一方でステージは、MCやパフォーマンス、声にも感情表現力が問われ、長時間たくさんの声を求められます。 それで、しぜんと体も感覚も理想的に変わるケースは、さらに100人に1人くらいでしょう。生まれつきと育ちの両方が高度に伴うとなると、1万人に1人くらいでしょうか。
歌唱の基礎の発声が定まらないうちにステージングに移ってしまい、声の使い方に無理がくるのです。こうなると、ほとんどはマイク、音響の効果に頼るようになります。一部の人は、いつか病院行きです。
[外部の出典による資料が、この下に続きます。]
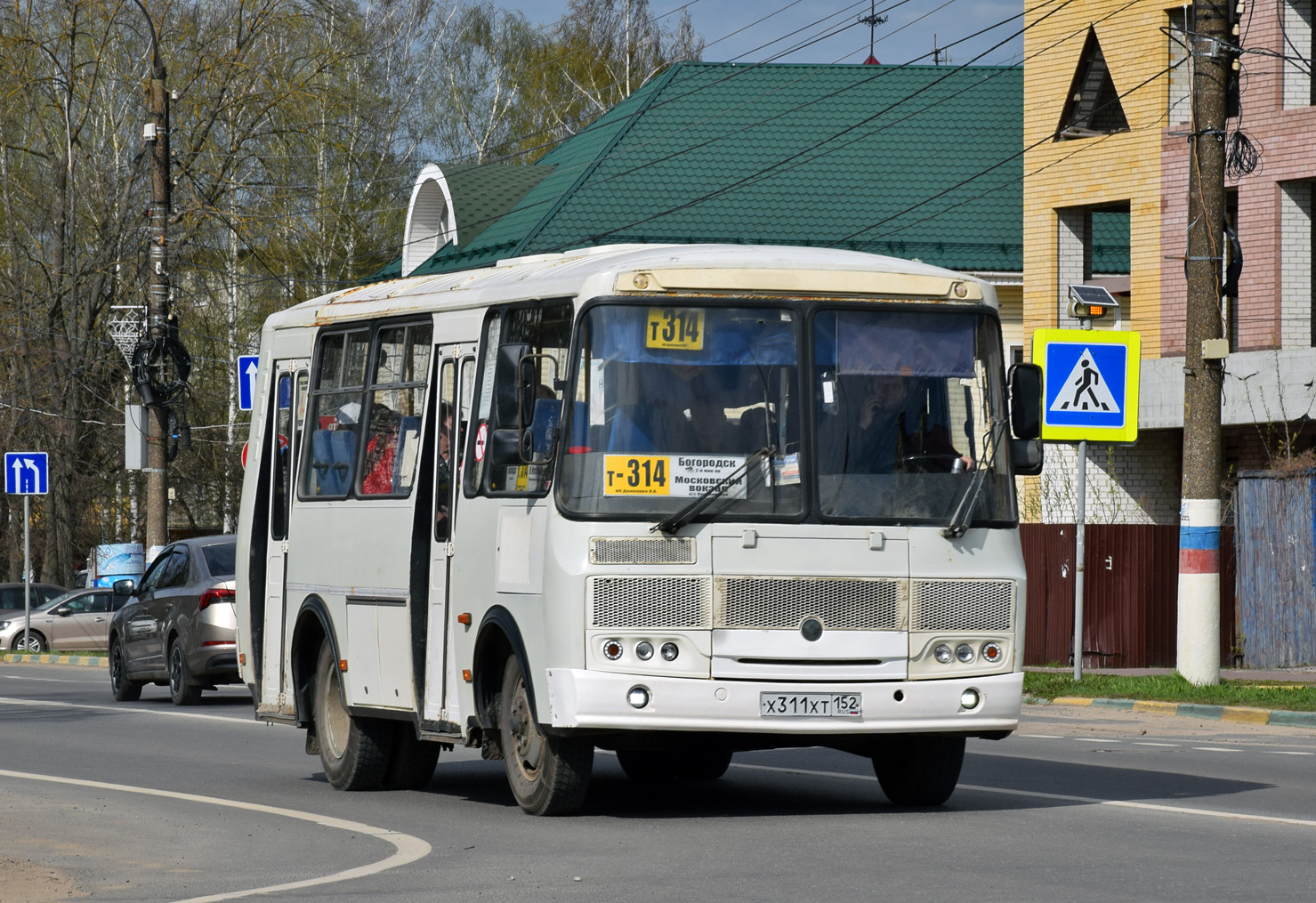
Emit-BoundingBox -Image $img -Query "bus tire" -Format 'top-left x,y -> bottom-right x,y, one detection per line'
618,749 -> 679,783
676,749 -> 731,780
499,656 -> 593,815
314,640 -> 392,790
109,637 -> 142,703
873,733 -> 965,806
384,722 -> 442,790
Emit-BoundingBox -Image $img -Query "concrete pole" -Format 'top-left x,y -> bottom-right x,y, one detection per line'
1176,0 -> 1229,686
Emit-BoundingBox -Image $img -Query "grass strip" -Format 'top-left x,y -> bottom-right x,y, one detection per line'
1024,672 -> 1316,712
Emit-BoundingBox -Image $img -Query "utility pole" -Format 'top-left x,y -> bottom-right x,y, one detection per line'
134,0 -> 171,558
1176,0 -> 1237,686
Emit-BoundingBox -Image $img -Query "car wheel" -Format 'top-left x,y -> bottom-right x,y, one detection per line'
499,656 -> 593,815
873,735 -> 965,806
109,640 -> 142,703
168,640 -> 201,705
13,631 -> 46,656
314,640 -> 393,790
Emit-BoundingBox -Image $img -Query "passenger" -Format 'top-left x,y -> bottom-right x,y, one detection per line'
363,401 -> 401,495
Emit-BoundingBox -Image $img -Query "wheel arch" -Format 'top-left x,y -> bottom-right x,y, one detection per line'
471,606 -> 539,730
291,593 -> 343,728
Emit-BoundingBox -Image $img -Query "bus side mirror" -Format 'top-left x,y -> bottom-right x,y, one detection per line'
1009,363 -> 1042,439
494,343 -> 536,429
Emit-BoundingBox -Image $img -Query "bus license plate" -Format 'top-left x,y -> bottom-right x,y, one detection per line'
758,692 -> 863,717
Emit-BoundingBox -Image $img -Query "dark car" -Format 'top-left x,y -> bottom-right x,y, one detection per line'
109,536 -> 241,705
0,581 -> 69,615
0,587 -> 126,653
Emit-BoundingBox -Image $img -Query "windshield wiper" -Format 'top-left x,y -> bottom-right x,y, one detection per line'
649,445 -> 777,533
941,419 -> 1005,540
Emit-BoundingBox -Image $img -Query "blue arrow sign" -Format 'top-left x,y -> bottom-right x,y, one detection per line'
238,354 -> 261,411
4,452 -> 50,495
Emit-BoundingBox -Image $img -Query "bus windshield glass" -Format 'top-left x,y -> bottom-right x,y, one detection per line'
558,304 -> 803,519
813,308 -> 1014,524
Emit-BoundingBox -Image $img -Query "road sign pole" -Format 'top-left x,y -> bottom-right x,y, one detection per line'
1074,439 -> 1087,681
22,495 -> 31,651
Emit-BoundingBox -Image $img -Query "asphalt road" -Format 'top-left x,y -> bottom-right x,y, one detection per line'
0,664 -> 1316,903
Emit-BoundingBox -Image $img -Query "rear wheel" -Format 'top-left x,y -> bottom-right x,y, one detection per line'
109,639 -> 142,703
384,722 -> 440,790
499,656 -> 593,815
168,640 -> 201,705
873,733 -> 965,806
314,640 -> 393,790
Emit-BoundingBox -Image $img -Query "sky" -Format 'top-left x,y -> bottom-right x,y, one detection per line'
513,0 -> 1024,66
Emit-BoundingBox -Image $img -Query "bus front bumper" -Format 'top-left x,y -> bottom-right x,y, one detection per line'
539,669 -> 1024,736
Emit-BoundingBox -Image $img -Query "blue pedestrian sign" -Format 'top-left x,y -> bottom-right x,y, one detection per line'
4,452 -> 50,495
238,354 -> 261,411
1033,329 -> 1142,442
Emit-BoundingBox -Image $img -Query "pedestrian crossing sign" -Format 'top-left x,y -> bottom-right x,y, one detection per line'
1033,329 -> 1142,442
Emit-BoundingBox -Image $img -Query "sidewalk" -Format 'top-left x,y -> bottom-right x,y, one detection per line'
1024,667 -> 1316,728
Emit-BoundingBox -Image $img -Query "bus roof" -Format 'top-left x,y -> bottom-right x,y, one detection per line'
267,245 -> 997,327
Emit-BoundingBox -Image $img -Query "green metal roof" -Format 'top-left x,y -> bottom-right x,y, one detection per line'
383,63 -> 1024,278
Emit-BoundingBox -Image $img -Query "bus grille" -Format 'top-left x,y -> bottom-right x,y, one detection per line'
909,581 -> 1014,631
590,536 -> 695,565
587,576 -> 712,629
714,576 -> 907,631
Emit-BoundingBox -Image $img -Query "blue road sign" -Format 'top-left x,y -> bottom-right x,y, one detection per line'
4,452 -> 50,495
238,354 -> 261,411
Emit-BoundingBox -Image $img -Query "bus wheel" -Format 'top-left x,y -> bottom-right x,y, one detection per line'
316,640 -> 392,790
499,656 -> 593,815
384,722 -> 440,790
676,749 -> 731,780
618,749 -> 681,783
873,735 -> 965,806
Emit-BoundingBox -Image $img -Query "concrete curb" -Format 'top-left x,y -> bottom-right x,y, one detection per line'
0,653 -> 109,667
1024,697 -> 1316,728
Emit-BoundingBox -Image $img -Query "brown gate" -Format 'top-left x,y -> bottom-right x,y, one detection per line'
1020,524 -> 1234,667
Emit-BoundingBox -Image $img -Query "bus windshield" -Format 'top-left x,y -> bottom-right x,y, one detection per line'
557,302 -> 1013,525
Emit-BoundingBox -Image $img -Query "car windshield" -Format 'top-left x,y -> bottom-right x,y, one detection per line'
560,304 -> 802,517
201,543 -> 238,579
813,308 -> 1013,522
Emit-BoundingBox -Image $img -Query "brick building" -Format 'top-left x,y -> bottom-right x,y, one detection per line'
1024,0 -> 1316,524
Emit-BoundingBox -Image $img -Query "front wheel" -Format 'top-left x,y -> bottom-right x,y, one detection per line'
168,640 -> 201,705
109,639 -> 142,703
873,733 -> 965,806
314,640 -> 392,790
499,656 -> 593,815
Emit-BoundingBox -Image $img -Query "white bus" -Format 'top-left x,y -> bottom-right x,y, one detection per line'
237,245 -> 1041,815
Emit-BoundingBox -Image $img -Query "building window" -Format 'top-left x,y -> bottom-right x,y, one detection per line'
1280,0 -> 1316,109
今の人がそうならないのは、そこでの活動が昔ほど過酷にならないからです。昔からみると、考えられないほど声を使っていないのです。室内外の環境もクリーンでよくなりました。喉のケアを考えたり、表現にも安全な歌唱法を選び、感情表現に走らずに無理をしなくなったからです。皮肉なことですが、それが歌手自身の表現力やインパクト、パワーを弱めていることになっているのです。さらに声を扱う能力も超えの寿命も、です。